Wages have been growing faster than inflation for the past four months. Aside from bonuses, salaries rose by 2.9 per cent. That’s according to statistics compiled by the Office For National Statistics.
The number of people out of work continued to fall, decreasing by 55,000 to 1.36 million. The current unemployment rate remains at 4 per cent, the lowest for over four decades. However, the number of people in employment remains at historically high levels.
Higher clothes prices, household and transport bills and entertainment costs have all combined to cause the cost of living to rise.
Inflation for the three months leading up to July was 2.4 per cent, while the rate for July was marginally higher at 2.5 per cent.
The Bank of England made the decision to lift the interest rate for only the second time within ten years last month.
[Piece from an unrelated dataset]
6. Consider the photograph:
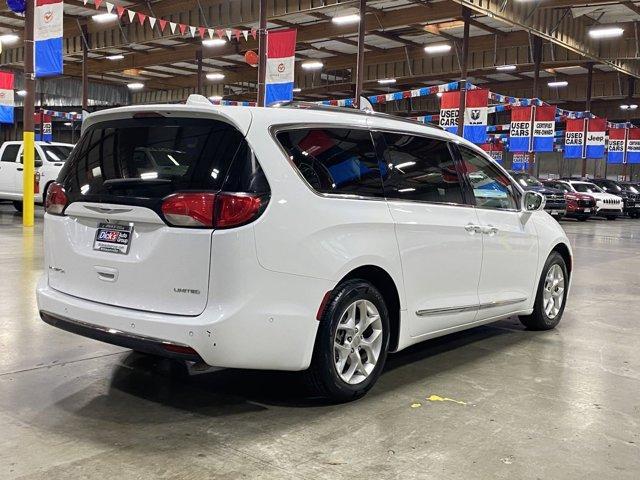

The current rate is 0.75 per cent, which is the highest since March 2009.
The increase in workers’ salaries will provide welcome relief for households trying to manage, given the higher level of inflation since the referendum, when the drop in the pound meant the cost of imports to Britain rose.
The latest overview of the employment situation shows that bargaining power is rising on the back of the low levels of unemployment. Fewer people for firms to hire can also help push up demands for higher pay rates and more favourable working conditions.
Experts have said, however, that the growth in salaries remains below the level at the time of the collapse of Lehman Brothers, ten years ago. The economists have also said there may be volatility ahead for workers, due to uncertainty surrounding Brexit.
Firms across the UK are also showing concerns about the difficulty of hiring staff. This is heightened by falling number of EU workers in the workplace, as Brexit nears.
These latest figures on salaries show that average earnings are finally beginning to move away from inflation. This helps with household spending power.
Average wages are still around £31 per week lower than the 2008 levels. The Resolution Foundation has said real wage growth has not reached 1 per cent since 2016, and 3 per cent since 2003.
David Freeman, from the Office For National Statistics, said the labour market in general remains robust, with the number of people in work still at historically high levels, and unemployment down compared to the previous year, with a record number of job roles needing to be filled.